Vamos aos pares e ímpares das locuções, colocar os pontos nos is e desmistificar o que há de ser desmistificado. Pois já é passado o momento de descobrir o encoberto: é momento de tirar
coisas de matéria fina que se encontram veladas por fina cortina – coisas de matéria grossa que se encontram enoveladas por grossa morfina.
E embora o sentido me despreze pouco me importa: mal sabe ele que também o desprezo levemente.

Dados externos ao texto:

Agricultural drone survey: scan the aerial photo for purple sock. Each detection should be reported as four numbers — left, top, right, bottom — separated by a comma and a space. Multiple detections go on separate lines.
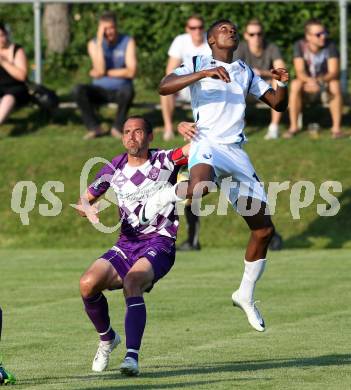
124, 297, 146, 360
82, 293, 115, 341
0, 307, 2, 340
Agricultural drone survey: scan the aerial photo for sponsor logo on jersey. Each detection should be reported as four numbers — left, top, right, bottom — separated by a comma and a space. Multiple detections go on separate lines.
147, 251, 156, 257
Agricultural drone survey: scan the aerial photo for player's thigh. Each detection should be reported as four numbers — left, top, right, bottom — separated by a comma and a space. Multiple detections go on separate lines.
124, 257, 155, 292
243, 198, 274, 230
80, 258, 123, 291
216, 145, 267, 215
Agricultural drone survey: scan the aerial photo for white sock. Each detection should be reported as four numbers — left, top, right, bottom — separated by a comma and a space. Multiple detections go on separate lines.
239, 259, 266, 302
268, 123, 279, 135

Não por reciprocidade incumbida mas por constatar: o sentido só é último quando é primeiro, inverter sua ordem torna-o mais confuso que nunca.
Lá fora chove a chuva que me lava a alma, cujas gotas gélidas tornam-me petrificada em um estame impessoal.
Vivo em excesso. E por tanto exceder o ato de viver considero-me morta. Uma aparente contradição me traz as raízes da certeza: se tememos a morte por amar a vida; que possamos morrer logo para não temer coisa alguma.
Mas não é uma morte de um todo. É apenas uma parte: a essência mortífera que nos ata ao chão, como âncora malograda. Essa essência que tira e retira a paz de uma vida provida de amedrontamentos.
Portanto eu sem pestanejar renuncio a tal essência e deixo-a esvaziar por si mesma, como balão de festa a fugir da nossa boca – temendo também o estourar súbito da morte.